Cardinal Energy (CJ TSX)
Cardinal is 6,500 Boe/day oil focused producer with mature, low decline, assets in south east and east central Alberta. The company has made three major acquisitions since 2012 and with no net debt and a 13-per-cent decline rate the company is well suited for a yield plus growth model. The company operates 97 per cent of its properties with a high working interest and has a multi-year drilling inventory. We expect the company to continue to acquire assets accretively and to deliver above peer group production per share growth in 2015 without incurring any debt, while simultaneously rewarding shareholders with continued dividend growth.

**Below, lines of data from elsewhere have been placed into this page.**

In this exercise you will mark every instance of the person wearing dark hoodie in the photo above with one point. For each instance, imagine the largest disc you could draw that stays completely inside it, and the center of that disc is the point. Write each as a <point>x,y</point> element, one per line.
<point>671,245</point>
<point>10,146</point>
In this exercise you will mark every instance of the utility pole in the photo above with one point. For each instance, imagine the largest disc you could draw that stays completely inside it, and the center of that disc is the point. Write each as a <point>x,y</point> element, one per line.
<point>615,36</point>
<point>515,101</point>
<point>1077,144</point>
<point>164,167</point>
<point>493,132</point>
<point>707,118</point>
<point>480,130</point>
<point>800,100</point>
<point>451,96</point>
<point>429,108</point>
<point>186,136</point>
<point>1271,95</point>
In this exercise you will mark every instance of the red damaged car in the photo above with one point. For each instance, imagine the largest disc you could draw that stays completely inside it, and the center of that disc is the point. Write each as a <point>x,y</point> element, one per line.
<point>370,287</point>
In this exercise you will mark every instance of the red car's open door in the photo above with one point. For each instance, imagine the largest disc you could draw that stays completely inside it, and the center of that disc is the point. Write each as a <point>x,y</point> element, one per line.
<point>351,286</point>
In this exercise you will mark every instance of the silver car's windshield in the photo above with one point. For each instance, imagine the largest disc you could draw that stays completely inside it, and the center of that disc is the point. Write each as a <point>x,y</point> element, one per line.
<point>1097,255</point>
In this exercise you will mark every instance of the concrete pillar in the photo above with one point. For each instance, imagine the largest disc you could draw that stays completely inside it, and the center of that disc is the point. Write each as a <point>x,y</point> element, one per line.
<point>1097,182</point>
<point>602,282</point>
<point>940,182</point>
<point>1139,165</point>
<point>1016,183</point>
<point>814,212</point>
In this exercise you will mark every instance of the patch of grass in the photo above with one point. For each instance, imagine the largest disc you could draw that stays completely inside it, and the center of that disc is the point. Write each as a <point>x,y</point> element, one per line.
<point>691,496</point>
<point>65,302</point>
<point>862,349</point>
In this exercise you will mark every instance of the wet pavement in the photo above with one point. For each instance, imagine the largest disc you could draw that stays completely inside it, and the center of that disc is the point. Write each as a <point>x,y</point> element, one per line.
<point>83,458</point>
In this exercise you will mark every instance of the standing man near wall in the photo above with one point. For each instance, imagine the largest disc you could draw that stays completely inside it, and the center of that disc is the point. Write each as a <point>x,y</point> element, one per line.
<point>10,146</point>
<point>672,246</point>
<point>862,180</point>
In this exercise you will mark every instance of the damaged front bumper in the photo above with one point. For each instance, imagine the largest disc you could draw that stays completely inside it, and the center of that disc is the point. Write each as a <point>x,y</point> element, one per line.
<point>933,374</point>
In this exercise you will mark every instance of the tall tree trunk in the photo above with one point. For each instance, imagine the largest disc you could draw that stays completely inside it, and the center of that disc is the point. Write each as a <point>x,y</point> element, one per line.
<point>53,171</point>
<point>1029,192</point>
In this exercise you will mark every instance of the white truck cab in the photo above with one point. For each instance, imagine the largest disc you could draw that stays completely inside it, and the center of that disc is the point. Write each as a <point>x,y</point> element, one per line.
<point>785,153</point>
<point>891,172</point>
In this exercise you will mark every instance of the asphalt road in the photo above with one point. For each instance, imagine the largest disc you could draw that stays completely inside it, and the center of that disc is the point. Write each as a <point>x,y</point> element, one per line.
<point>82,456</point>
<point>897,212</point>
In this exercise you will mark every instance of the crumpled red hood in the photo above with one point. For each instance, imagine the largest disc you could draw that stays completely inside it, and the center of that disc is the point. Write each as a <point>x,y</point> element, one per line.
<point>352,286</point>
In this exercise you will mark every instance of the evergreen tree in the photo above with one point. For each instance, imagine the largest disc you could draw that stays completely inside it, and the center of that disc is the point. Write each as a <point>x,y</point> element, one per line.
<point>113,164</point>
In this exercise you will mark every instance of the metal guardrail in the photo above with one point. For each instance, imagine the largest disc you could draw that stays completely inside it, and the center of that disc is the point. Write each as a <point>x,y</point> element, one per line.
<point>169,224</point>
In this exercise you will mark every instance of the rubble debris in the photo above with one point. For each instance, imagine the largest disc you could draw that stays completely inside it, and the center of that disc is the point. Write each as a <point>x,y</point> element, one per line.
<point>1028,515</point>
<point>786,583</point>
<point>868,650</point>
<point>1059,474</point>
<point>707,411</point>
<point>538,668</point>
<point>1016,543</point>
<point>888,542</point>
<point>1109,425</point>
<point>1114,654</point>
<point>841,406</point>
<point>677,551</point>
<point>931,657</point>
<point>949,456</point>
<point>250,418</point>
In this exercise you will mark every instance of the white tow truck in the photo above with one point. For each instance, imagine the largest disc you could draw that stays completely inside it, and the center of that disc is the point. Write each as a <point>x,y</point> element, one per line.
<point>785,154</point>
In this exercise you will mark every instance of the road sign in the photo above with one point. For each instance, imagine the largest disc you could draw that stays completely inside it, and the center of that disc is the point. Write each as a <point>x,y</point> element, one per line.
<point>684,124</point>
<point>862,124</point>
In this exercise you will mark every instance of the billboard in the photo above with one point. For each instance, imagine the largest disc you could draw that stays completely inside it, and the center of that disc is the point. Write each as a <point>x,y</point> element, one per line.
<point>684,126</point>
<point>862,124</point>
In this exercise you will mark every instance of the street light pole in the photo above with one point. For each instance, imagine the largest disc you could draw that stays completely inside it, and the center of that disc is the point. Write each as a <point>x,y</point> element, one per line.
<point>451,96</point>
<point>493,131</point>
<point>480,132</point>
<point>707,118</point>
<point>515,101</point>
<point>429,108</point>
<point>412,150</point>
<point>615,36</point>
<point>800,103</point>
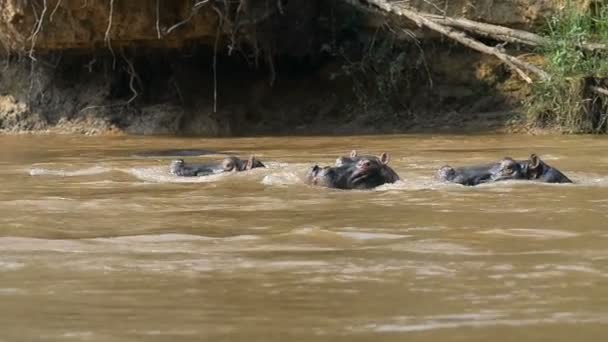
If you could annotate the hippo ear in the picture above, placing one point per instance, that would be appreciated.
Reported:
(384, 158)
(534, 161)
(250, 162)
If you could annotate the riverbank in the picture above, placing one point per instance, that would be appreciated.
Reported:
(338, 71)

Past Picks: September 19, 2013
Gibson Energy (GEI TSX)
Then: $24.05; Now: $35.74 +48.61%; Total return: +54.78%
Arc Resources (ARX TSX)
Then: $26.18; Now: $31.46 +20.17%; Total return: +24.72%
H&R REIT (HR.UN TSX)
Then: $21.44; Now: $23.38 +9.05%; Total return: +15.33%
Total return average: +31.61%
The equity indexes are arguably overdue for a correction, however we remain generally constructive on stocks into year-end. While the lift in markets last year was predominately attributable to multiple expansions, this year it is encouraging to see earnings growth as a key driver of returns. We expect Canadian equity performance to continue playing catch up after the large U.S. equity outperformance of last year. Assuming the economic recovery continues to unfold globally, we would expect economically sensitive and commodity oriented stocks to gain traction with investors as the economic cycle matures.